Cyber Incident Victim: Tarrant County
Date:
Jun 2023
Location:
United States of America
Summary
A cyberattack compromised a Texas city's website, with threat actors claiming unauthorized data access. Officials confirmed no sensitive resident, business, or employee information was exposed, including financial or personal identifiers. The leaked materials originated from an internal maintenance work order management system, containing repair photos, spreadsheets, invoices, and internal communications. Attackers allegedly used stolen credentials to infiltrate the system, intending to embarrass the municipality for political reasons. In response, the city enforced mandatory password resets across all user accounts and initiated a collaborative investigation with law enforcement and digital forensics specialists to assess the breach's full extent.

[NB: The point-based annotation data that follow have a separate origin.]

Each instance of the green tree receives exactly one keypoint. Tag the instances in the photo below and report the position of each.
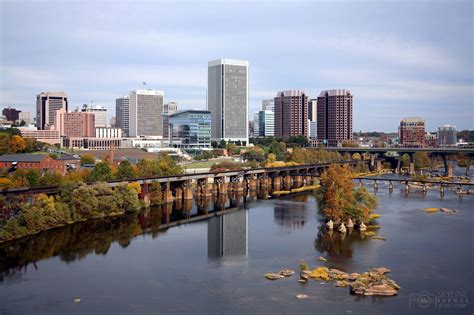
(125, 170)
(101, 173)
(87, 159)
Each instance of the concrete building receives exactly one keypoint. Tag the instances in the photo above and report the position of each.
(190, 129)
(312, 109)
(412, 133)
(266, 120)
(291, 113)
(168, 109)
(268, 104)
(334, 117)
(256, 124)
(227, 99)
(146, 113)
(11, 114)
(46, 136)
(108, 133)
(25, 116)
(75, 124)
(447, 136)
(122, 114)
(47, 103)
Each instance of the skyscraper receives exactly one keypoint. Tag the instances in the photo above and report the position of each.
(146, 113)
(227, 92)
(268, 104)
(122, 114)
(291, 113)
(46, 105)
(334, 116)
(100, 113)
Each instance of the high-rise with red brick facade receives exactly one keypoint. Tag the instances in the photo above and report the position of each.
(291, 113)
(334, 117)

| CIA Posture | Motives | Tactics, Techniques & Procedures |
|---|---|---|
| Available to members | 1 motive | 1 technique |
| Threat Actors | Type | Location |
|---|---|---|
| 0 actors | Available to members | Available to members |
Description
On June 23, 2023, the City of Fort Worth, Texas, disclosed a cybersecurity incident involving unauthorized access to its internal systems. The breach was detected after the Texas Department of Human Resources alerted city officials around 4:00 p.m. on June 23 upon identifying a post by threat actors claiming responsibility. Attackers asserted they had compromised city data, subsequently publishing information from an internal website used to manage maintenance work orders for the Transportation and Public Works, Park and Recreation, and Property Management departments. Fort Worth Chief Technology Officer Kevin Gunn confirmed the leaked data consisted of file attachments to work orders, including before-and-after repair photos, spreadsheets, invoices, staff emails, PDF documents, and related operational materials. Officials verified the data did not originate from the city’s public-facing website, and no evidence indicated exposure of sensitive resident, business, or employee information such as Social Security numbers, credit card details, or banking records. Initial analysis suggested attackers gained access through compromised login credentials for the city’s "view work system," a platform for tracking maintenance requests. Gunn attributed the attackers’ motives to an intent to "embarrass the city and make a political statement," citing language in their post. Immediate containment measures included forcibly resetting all user passwords and removing access to the affected system to prevent further unauthorized activity.
The city initiated a coordinated response involving federal and local law enforcement agencies alongside computer forensic experts to assess the breach’s scope and origin. Officials emphasized the incident’s containment to non-sensitive operational data, though the exposure of internal communications and departmental documents raised concerns about potential reputational impacts. Gunn reiterated the city’s priority to protect stakeholders’ interests, stating decisions would align with safeguarding residents, businesses, and employees. Forensic reviews focused on determining the exact method of credential compromise and whether additional systems were accessed. While city operations continued without reported disruptions, the breach underscored vulnerabilities in internal administrative platforms. Ongoing investigations aimed to identify potential weaknesses in authentication protocols and access controls for specialized systems like the work order management portal. The city maintained public transparency through a press conference on June 24, reinforcing that critical infrastructure and public services remained unaffected. No ransomware demands or financial motives were cited, with the incident primarily characterized as a limited-data exfiltration attempt driven by ideological objectives rather than financial gain.